Ja, die Gefahr besteht. Deshalb empfiehlt die Weltgesundheitsorganisation Masken auch nur sehr eingeschränkt. Ich befürchte ebenfalls, dass es nicht allen Menschen zu vermitteln ist, dass sie alle bisherigen Schutzmaßnahmen trotz der Masken weiterhin einhalten müssten - also intensives Händewaschen, die Hände vom Gesicht fernhalten, einen Abstand von mindestens 1,5 Metern zu anderen Personen wahren, das Einhalten einer Hust- und Nieshygiene.

Béatrice Grabein

Béatrice Grabein ist leitende Ärztin an der Stabsstelle Klinische Mikrobiologie und Krankenhaushygiene am Klinikum der Universität München.

(Foto: Uwe Teifel; privat)

Meinen Sie nicht, dass die Leute das verstehen? Wir rasen ja auch nicht mit 200 Stundenkilometern in die Kurve, nur weil unsere Autos Bremsen haben. Außerdem könnte das Tragen der Masken Menschen sogar daran erinnern, dass die Situation gerade eine sehr besondere ist.
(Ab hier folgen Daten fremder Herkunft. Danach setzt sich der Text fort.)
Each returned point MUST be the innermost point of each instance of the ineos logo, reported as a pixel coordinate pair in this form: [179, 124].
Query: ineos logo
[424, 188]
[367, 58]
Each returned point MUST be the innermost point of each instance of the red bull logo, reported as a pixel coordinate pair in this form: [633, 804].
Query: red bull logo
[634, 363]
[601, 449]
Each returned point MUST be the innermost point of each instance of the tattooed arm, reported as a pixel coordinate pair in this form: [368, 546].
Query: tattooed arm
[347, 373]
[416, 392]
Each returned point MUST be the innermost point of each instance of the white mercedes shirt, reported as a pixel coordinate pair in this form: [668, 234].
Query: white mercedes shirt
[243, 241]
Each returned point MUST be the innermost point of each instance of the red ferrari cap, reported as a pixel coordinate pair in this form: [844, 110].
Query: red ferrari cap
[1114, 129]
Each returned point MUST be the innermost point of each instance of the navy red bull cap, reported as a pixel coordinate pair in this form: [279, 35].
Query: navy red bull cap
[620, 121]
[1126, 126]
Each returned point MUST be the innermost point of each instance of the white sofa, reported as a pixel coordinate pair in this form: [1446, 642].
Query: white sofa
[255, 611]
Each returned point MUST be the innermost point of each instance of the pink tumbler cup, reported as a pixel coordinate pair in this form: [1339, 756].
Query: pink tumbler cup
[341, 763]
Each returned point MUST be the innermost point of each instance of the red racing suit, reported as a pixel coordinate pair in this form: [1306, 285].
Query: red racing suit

Ein solcher Effekt ist sicher nicht von der Hand zu weisen. Leider ist die Studienlage insgesamt ausgesprochen dünn. Es ist kaum bekannt, wie viel einfache Masken zur Eindämmung von Infektionskrankheiten beitragen können. Man kann ihren Nutzen in Studien auch nur schlecht von den Auswirkungen der anderen Maßnahmen wie Händewaschen und Nieshygiene getrennt ermitteln, die ja in der Regel gleichzeitig empfohlen werden. Wenn diese Maßnahmen gut befolgt werden, sind sie meiner Ansicht nach ausreichend.
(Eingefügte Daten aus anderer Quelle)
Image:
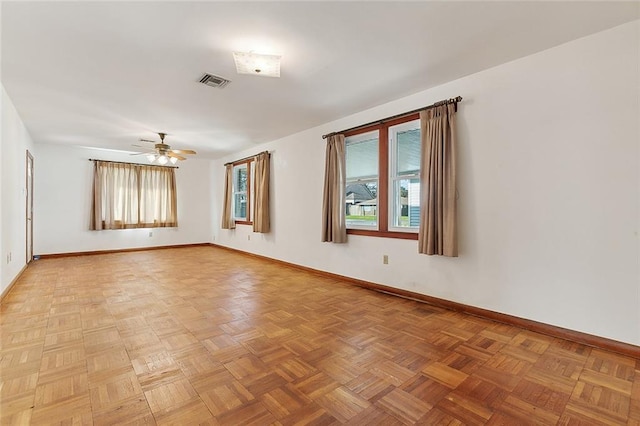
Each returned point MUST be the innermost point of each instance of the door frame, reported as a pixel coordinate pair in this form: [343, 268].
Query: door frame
[29, 208]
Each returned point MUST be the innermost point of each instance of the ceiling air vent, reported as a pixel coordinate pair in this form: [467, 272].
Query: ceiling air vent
[214, 81]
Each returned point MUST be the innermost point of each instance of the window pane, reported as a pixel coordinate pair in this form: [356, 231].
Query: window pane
[362, 155]
[240, 178]
[240, 206]
[408, 155]
[240, 192]
[362, 204]
[406, 208]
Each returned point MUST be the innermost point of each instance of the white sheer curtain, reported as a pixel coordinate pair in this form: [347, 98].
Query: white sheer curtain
[133, 196]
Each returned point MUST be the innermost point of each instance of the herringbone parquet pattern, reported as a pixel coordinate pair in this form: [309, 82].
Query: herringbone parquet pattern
[202, 335]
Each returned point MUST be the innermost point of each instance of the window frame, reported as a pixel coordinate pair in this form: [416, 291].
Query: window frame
[366, 179]
[384, 206]
[250, 166]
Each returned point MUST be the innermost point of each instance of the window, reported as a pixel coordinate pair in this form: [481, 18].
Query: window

Aber plötzliches Niesen kann man ja nicht immer verhindern, und im realen Leben ist im Supermarkt oder in der U-Bahn auch nicht immer genug Platz für 1,5 Meter Abstand.

In solchen Situationen könnte das Tragen von Masken deshalb auch sinnvoll sein. Es ist aber eben nicht so einfach, wie manche Politiker das jetzt suggerieren. Ein Mund-Nasen-Schutz ist nach dem Tragen in jedem Fall kontaminiert. Wenn man diesen mit den Händen anfasst, sind die Hände kontaminiert. Das Händewaschen muss also unbedingt weitergehen. Es ist wichtig, Menschen über den Umgang mit dem Mund-Nasen-Schutz aufzuklären. Sonst könnte man mit einer Maskenpflicht mehr Probleme schaffen als lösen.

Gibt es denn Situationen, in denen das Tragen eines Mund-Nasen-Schutzes auf jeden Fall eine gute Idee ist?

Für alle Menschen, die jetzt unter Husten und Schnupfen leiden und trotzdem unbedingt in die Öffentlichkeit müssen, ist ein Mund-Nasen-Schutz sicher eine gute Idee. Aber auch dann muss man bedenken: Wenn man mehrmals dort hineingehustet hat, ist der Schutz durchfeuchtet. Er kann dann eine noch größere Schleuder von Mikroorganismen sein. So ein Mund-Nasen-Schutz muss deshalb regelmäßig gewechselt und bei mindestens 60 Grad gewaschen werden. Vorsicht ist auch bei Menschen geboten, die ohnehin schon Probleme mit dem Atmen haben. Sie dürfen nicht in noch größere Schwierigkeiten gebracht werden. Man sollte unbedingt dafür Sorge tragen, dass man auch trotz Mundschutz noch gut Luft bekommt.